# aldi pressure washers £89 any good?



## steveo3002 (Jan 30, 2006)

in this week at £89 , any thoughts on them ?

3 year warrenty sounds good...


----------



## Chrissyronald (Jan 15, 2012)

I have one its pretty good mate!


----------



## steveo3002 (Jan 30, 2006)

how long have you had it ?

do you know what style fitments the ends are?


----------



## Guitarjon (Jul 13, 2012)

I'd rather buy a refurbished nilfisk one. I paid 39 pounds for mine the other week and its working a treat.


----------



## mikeydee (May 4, 2010)

nilfilsk c110 is £99 in homebase at the moment


----------



## Mike1975 (Nov 7, 2012)

Nilfisk centenial with loads of extras £99 from Argos mate


----------



## DFEN5 (Mar 16, 2013)

Mike1975 said:


> Nilfisk centenial with loads of extras £99 from Argos mate


Homebase had 15% off 'em this weekend.


----------



## Skuperb (Jul 11, 2008)

DFEN5 said:


> Homebase had 15% off 'em this weekend.


True dat. picked one up myself at weekend for £85 with all the kit included, patio cleaner as well. Haven't had it our of the box yet.


----------



## Shinyvec (Feb 12, 2010)

In the past the machines have been Karcher as I have a Patio Cleaning head from Aldi that fits my Karcher. Normaly 3 year guarantee so well worth having a go because you either change it or get your money back if it fails within the guarantee.


----------



## Supermega (Nov 10, 2008)

So all my karcher bits should fit this PW then?


----------



## Shinyvec (Feb 12, 2010)

If they are still rebadged Karcher then yes. Might be worth having a look first to see


----------



## Supermega (Nov 10, 2008)

Will have a look tomorrow and let you guys know


----------



## Supermega (Nov 10, 2008)

Unfortunately it doesn't fit the standard karcher fit. It's also pretty small too.


----------



## Bill58 (Jul 5, 2010)

I bought my dad one two years ago and it is still working well. Like already said above the Karcher attatchments don't fit.


----------



## Subc (May 30, 2008)

I have had a load of pressure washers over the years from most major brands, bought a Lidl one last year similar to ALDI, worked a treat and packed in after 11 months returned to store full refund no questions asked.
I like Nilfisk and have a Centenial (Argos) and cannot fault it and great accesories and 2 year warranty.
Pressure Washers are a minefield the First Nilfisk lasted a whole 5 minutes and had to be replaced.
If it was me I would go straight for a Nilfisk Centennial 120 bar better put together hose / lance accessories in my opinion


----------



## craigblues (Jul 24, 2011)

You get what you pay for but the Lidl an Aldi 3yr warranties are second to none, no-questions asked usually.
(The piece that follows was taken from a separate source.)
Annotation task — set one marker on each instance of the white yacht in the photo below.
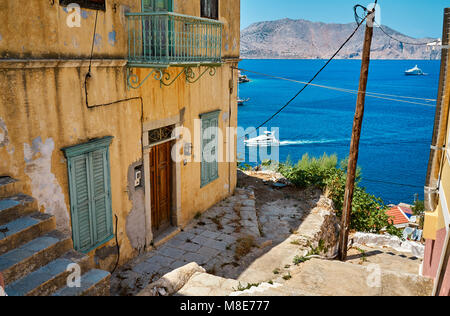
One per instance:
(266, 140)
(416, 71)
Just make sure you keep the receipt.


----------



## Supermega (Nov 10, 2008)

Just made a quick mod to an old karcher extender, fits the new lance a treat!










Will try it later on


----------



## Supermega (Nov 10, 2008)

Quick test in the garage, works a treat. All my karcher bits work with my modded adapter. First impressions suggest it has more power than my ageing k5.55. Will test it properly this Sunday.


----------